I thought you stole my bunny for a minute there lol.  These 3 bunnies are pretty big. I think it could be all the manna pro bunny pellet, calf manna & alfalfa timothy & carrot sticks & apple slices. Hmmm, I guess they are a little spoiled lol. Maybe I will brave it at the 6 month mark


----------



## hemet dennis (Feb 14, 2012)

Do you have your two does together ? They need to have their own cage.


----------



## that's*satyrical (Feb 15, 2012)

Nope 3 separate cages


----------



## mama24 (Feb 15, 2012)

How often are you giving them carrots and apples? I would be careful with that since they are like candy for bunnies. Can cause diabetes if they are fed too often long term. I only give mine a baby carrot maybe once a week or even less than that.


----------



## that's*satyrical (Feb 15, 2012)

Not often & not a lot. They get my kids' leftover apples sliced up when they don't eat much of it.
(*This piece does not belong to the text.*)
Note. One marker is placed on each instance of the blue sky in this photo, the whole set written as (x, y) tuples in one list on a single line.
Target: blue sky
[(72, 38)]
They get 1/3 of a big carrot each. Probably once-3 times per week depending.


----------



## AZ Rabbits (Feb 16, 2012)

For my NZW's, I've started breeding at 4 months for the does with really great results. Depending on the individuals, for meat rabbits, 5 months is the norm for the does, 6 months for the bucks (although I've bred bucks as early as 4 months too, but that's more rare).


----------